Add Pain Cream to Sunscreen
We know the value of protecting the skin from the sun by using sunscreen, but adding some pain cream to that sunscreen will help protect you from painful muscle spasms, which can occur even if you have never had them before, and especially if the body gets too warm and can’t cool itself fast enough. An effective pain relief cream can work quicker than oral pain medications, usually in a few minutes, and you are able to target the pain relief better by putting the cream exactly where you are feeling the pain.
Another advantage of using a topical pain relief cream is that you can apply the cream more frequently than you can take an oral pain relief medication, where you would have to wait 6 to 8 hours between doses. Pills also take longer to absorb in the body versus putting the pain relief cream directly on the affected joints or muscles, providing a first-line, instant pain defense for the body. Pain creams that combine essential oxygenated oil with menthol provide fast, targeted relief. The combination of specially designed oils, means less menthol is used, making it less harsh, but just as effective for pain.

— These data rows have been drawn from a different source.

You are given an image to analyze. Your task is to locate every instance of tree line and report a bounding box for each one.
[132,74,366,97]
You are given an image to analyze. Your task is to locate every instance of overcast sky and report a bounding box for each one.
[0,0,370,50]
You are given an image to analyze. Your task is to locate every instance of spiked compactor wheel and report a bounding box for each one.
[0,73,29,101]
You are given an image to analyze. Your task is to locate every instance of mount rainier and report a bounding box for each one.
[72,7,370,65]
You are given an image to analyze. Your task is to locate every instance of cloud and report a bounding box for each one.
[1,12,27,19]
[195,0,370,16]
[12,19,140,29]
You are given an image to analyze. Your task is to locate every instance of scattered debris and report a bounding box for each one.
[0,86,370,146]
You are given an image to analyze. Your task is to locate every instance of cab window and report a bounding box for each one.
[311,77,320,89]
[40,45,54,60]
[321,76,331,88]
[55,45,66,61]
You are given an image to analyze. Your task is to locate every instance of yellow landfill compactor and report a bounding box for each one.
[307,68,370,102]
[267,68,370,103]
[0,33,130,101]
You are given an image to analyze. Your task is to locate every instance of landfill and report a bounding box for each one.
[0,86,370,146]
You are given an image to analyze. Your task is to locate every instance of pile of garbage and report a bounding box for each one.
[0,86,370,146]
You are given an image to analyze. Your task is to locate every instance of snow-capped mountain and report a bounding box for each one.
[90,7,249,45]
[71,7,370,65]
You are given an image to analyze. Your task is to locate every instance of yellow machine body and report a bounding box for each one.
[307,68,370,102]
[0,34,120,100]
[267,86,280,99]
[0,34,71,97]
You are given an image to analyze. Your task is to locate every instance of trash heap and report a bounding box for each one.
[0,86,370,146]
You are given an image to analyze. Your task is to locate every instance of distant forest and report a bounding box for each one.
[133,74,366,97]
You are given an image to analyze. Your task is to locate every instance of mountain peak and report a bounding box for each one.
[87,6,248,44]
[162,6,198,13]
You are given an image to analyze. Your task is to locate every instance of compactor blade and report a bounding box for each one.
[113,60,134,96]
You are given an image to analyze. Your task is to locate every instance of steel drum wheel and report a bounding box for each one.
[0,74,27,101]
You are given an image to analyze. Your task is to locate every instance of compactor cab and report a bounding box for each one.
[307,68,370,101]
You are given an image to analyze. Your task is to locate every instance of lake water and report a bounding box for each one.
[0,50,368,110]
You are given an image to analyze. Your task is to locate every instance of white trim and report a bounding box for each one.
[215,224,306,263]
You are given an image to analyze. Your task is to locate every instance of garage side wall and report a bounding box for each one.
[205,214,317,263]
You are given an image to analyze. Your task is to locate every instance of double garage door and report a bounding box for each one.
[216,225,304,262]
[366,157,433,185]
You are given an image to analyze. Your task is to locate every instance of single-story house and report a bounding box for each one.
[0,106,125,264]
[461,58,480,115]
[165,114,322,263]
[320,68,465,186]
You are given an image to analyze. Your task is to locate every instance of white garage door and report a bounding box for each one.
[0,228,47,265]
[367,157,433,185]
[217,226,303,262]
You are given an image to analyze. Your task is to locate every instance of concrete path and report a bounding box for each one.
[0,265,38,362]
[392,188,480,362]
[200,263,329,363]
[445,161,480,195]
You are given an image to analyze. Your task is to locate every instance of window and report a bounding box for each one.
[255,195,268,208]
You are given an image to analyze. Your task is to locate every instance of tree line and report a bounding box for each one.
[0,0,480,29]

If you know you will be exposed to heat for more than an hour, a little preparation before you head out the door will go a long way. Choose to wear loose, breathable clothing. White or light-colored clothing will keep you cooler than dark clothing. Even still, UV light can penetrate through the micro holes in the weaves of regular clothes or can even travel directly through a light-colored shirt. If you can, wear UPF clothing (ultraviolet protection factor), which provides a much better block from the sun to give you the most comprehensive protection.
One of my favorite tools to beat the heat in the summer is a small portable fan that can provide instant relief. Some fans have clips on them, which come in handy on baby strollers, to give your little ones constant relief. Babies and young children are particularly at risk from heat and can become very ill in hot weather conditions.
Don’t go anywhere without a water bottle to stay hydrated. This goes for you, the children and even the dog! A water bottle mister is also handy to travel with on hot days. Any type of misting system works on the simple principle of evaporative cooling. When water evaporates from a liquid to a gas, it uses up energy, or heat, which leaves the area around it cooler. If you combine the cooling of a misting system with a little shade, you can really get comfortable outdoors on a hot day.
When to See a Doctor
Inflammation at the pain site or stiffness in the joint that will not allow you to move the joint would be a red flag and reasons to see a doctor for pain. Also, older and younger individuals who are often more susceptible to dehydration brought on by heat should see a doctor if it is not resolving quickly. Remember, medicine offers a lot of treatment options for pain, but not all options are suited for all people or all types of pain.